Partager l'article ! Lutter contre l’insécurité, les bandes, la drogue.: Plaque tournante de la drogue en Ile-de-France - le Petit-Colombes, les Grèves à Co ...

Denis BUTAYE
Ancien Conseiller Municipal
Plaque
tournante de la drogue en Ile-de-France - le Petit-Colombes, les Grèves à Colombes; Le Luth, Les Grésillons, Les Agnettes, La Cité Rouge à Gennevilliers et la Caravelle, La Sablière à
Villeneuve-la-Garenne, nos quartiers connaissent une situation au bord de l’explosion. Les halls d’immeubles squattés, les trafiquants opérant à visages découverts, et même parfois cagoulés, les
rassemblements de bandes devant les entrées des cités, des armes à feu en circulation : tout cela, c’est la réalité de nombreux Colombiens, Gennevillois et Villénogarennois qui n’en peuvent plus.
Un mort à Gennevilliers.
Une série de coups de feu (à la Kalachnikov) au Petit-Colombes, en plein jour, avec des blessés. Les bandes font ce qu’elles veulent.
Avec une violence inouïe, comme lorsque le chauffeur du bus de la ligne 235 au niveau du Luth à Gennevilliers a failli être immolé après avoir été aspergé d’essence. C’était en octobre dernier,
ou bien quand une quinzaine de voyous a jeté des pierres sur un commissariat à Villeneuve-la Garenne, en novembre. Etc, etc…
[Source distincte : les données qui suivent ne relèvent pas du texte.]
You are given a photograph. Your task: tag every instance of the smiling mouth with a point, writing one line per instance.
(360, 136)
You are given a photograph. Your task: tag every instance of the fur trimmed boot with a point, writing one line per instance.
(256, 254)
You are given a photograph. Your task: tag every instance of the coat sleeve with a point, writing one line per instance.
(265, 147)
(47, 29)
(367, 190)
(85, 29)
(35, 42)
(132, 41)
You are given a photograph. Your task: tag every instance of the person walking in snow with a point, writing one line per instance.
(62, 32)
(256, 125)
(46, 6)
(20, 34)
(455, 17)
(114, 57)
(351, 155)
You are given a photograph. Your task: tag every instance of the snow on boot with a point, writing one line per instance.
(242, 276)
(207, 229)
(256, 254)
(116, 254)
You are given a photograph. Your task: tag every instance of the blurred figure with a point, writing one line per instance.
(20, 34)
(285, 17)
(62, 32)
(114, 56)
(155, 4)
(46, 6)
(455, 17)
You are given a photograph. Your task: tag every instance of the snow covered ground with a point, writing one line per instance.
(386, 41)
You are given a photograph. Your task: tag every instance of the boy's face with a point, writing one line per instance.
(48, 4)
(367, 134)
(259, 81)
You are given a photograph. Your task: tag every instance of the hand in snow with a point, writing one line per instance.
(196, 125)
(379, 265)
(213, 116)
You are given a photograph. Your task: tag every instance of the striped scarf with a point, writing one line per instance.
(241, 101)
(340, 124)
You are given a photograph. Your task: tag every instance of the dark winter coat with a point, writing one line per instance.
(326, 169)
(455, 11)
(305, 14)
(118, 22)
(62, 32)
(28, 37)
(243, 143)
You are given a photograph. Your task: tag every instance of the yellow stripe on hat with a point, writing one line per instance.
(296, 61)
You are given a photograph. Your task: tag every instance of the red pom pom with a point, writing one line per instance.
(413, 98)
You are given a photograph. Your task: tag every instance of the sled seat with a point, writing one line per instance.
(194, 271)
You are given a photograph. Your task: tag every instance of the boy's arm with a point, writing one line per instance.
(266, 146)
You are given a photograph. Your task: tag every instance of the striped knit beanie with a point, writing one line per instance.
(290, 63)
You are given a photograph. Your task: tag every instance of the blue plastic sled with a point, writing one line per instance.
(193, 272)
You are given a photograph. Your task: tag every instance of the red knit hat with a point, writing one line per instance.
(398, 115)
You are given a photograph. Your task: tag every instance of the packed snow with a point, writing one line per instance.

La liste des violences est impressionnante. Sans parler des petites violences quotidiennes (intimidations, saletés, injures…).
L’enjeu est énorme. Pour ces bandes, le montant des transactions dépasse le million d’euros chaque année, par cité, et permet d’alimenter un trafic toujours plus étendu. L’attraction de cet
argent facile emprisonne des tout-jeunes dans une spirale de délinquance, du guetteur (« chouf ») au dealer, qui parfois mène à des règlements de comptes sanglants. Les populations assistent en
spectateurs impuissants à la mise sous coupe réglée de leur quartier, placé hors du contrôle de la République. Créer une zone de non-droit pour les bandes, c’est se constituer un territoire de
vente de la drogue, sécurisé.
Les policiers, les pompiers, les postiers ne peuvent plus intervenir sans méfiance. Les professeurs, les médecins, les assistantes sociales, n’y exercent qu’en surmontant d’innombrables
difficultés. Les bus évitent les cités. Et n’y passent qu’avec une assistance policière. Tout ce qui représente la République y est regardé avec méfiance. Comme si il s’agissait d’une intrusion
sur un territoire ennemi sorti du giron national.
Créer des patrouilles de vigiles armés, spécialisées, affectées aux Quartiers, pilotées par les organismes de logements sociaux, en relation avec la Police Municipale et Nationale, favoriser
l’installation systématique de caméras dans les halls et abords des immeubles, voici des propositions concrètes pour chasser les trafiquants de notre quartier, en leur menant une lutte
déterminée. Il faut occuper le terrain 7 jours sur 7, 24h sur 24h.